Marktregulatie door de Autoriteit Consument & Markt (ACM)
Alle warmtenetten vallen onder de huidige Warmtewet. Een belangrijk onderdeel van deze wet is de marktregulatie door de Autoriteit Consument en Markt (ACM), met maximumtarieven voor zowel de geleverde warmte als de jaarlijkse vaste kosten die bij een warmtenetaansluiting komen. Deze maximumtarieven worden jaarlijks vastgesteld in december op basis van een vergelijk met de aardgasprijs op dat moment. Dit heet het Niet-Meer-Dan-Anders principe (NMDA). Warmtetarieven liggen vast voor één kalenderjaar en kunnen tussentijds niet gewijzigd worden, ongeacht wat de aardgasprijs doet. Daarnaast controleert de ACM óók het winstpercentage van warmtebedrijven, zodat die maar een relatief kleine winstmarge kunnen rekenen. Ter vergelijking: er zit meer marge op een pot Nutella in de supermarkt.

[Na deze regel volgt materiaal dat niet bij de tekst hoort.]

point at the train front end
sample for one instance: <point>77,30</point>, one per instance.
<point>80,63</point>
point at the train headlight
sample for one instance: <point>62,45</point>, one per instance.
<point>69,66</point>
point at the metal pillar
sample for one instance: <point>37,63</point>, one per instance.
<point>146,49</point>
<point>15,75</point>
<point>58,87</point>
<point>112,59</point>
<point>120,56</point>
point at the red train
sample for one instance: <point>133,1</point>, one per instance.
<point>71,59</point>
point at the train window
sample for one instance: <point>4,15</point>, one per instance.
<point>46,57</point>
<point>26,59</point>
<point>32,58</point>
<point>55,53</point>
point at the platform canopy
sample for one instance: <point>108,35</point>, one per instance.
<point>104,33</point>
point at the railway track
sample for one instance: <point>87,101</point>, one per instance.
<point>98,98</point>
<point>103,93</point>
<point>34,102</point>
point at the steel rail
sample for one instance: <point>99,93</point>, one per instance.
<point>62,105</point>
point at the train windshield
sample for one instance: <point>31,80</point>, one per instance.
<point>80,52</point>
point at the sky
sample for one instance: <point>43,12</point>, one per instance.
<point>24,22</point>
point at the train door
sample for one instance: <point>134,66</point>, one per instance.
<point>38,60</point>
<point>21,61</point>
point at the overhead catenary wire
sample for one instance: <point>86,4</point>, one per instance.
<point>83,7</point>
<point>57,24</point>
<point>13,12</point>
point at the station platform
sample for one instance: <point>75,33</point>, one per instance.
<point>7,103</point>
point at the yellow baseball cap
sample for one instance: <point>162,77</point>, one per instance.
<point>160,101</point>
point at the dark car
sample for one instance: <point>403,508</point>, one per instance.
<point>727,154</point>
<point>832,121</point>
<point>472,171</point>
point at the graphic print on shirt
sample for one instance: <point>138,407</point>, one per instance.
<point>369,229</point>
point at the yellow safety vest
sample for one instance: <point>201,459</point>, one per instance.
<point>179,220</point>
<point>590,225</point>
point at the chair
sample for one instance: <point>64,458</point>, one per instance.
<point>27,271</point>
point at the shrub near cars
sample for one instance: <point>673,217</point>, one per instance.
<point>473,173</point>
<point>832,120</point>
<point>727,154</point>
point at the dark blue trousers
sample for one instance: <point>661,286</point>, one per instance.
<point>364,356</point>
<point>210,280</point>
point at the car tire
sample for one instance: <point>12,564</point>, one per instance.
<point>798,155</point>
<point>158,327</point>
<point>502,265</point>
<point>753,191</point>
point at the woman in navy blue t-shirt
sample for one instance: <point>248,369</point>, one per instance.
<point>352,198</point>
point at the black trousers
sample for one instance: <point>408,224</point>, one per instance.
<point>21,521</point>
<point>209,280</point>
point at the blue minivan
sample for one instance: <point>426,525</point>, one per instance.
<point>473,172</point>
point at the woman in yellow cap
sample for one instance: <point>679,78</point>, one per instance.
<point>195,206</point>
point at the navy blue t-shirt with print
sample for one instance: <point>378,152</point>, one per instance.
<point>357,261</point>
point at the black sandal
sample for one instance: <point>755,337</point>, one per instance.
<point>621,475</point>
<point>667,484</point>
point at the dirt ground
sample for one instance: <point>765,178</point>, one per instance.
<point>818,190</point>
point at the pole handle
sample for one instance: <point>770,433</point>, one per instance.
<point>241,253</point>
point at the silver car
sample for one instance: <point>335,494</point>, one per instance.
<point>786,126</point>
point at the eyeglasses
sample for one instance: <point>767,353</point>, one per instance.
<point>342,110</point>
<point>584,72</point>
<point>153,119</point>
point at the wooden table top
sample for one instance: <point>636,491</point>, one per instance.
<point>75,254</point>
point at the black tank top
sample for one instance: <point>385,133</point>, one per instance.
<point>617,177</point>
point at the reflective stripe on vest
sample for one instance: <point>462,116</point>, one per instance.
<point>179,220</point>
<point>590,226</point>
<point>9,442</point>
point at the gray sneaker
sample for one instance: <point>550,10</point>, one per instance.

Tarieven van geleverde warmte (gigajoules /GJ’s)
Een warmtenet is een lokaal product, met mogelijke lokale warmtebronnen zoals restwarmte uit een afvalverbrandingsinstallatie, geothermie, datacentra, productie-industrie, Duurzame Energie Installatie of een rioolwaterzuiveringsinstallatie. In de ene plaats ligt al heel lang een warmtenet, dat zichzelf aan het terugverdienen is. Elders, zoals in Ede, wordt nog vooral geïnvesteerd in uitbreiding van het warmtenet; hetgeen een kostbare aangelegenheid is. De lokale kostprijs voor warmte en dus de tarieven, zijn daarom verschillend per warmtenet. Maar de tarieven zijn allemaal gebonden aan de maximumtarieven die de ACM jaarlijks vaststelt op basis van een vergelijk met de aardgasprijs van dat moment. Ten opzichte van enkele jaren geleden ligt de aardgasprijs momenteel een stuk hoger. Dan veronderstelt de huidige Warmtewet dat warmtebedrijven hun volle tarief kunnen (en moeten) doorrekenen aan klanten, want er is geen subsidie meer die de tarieven verlagen. Hieronder is een grafiek te zien van hoe de warmteprijs (Het warmtenet in Amersfoort is hierin gelijk aan Ede; zij vallen beiden onder Energie voor Elkaar) en de aardgasprijs zich over de jaren ontwikkeld heeft, daarin is te zien dat bij hoge aardgasprijzen een warmtenet aanzienlijk goedkoper is en bij lagere aardgasprijzen een warmtenet ongeveer gelijk is.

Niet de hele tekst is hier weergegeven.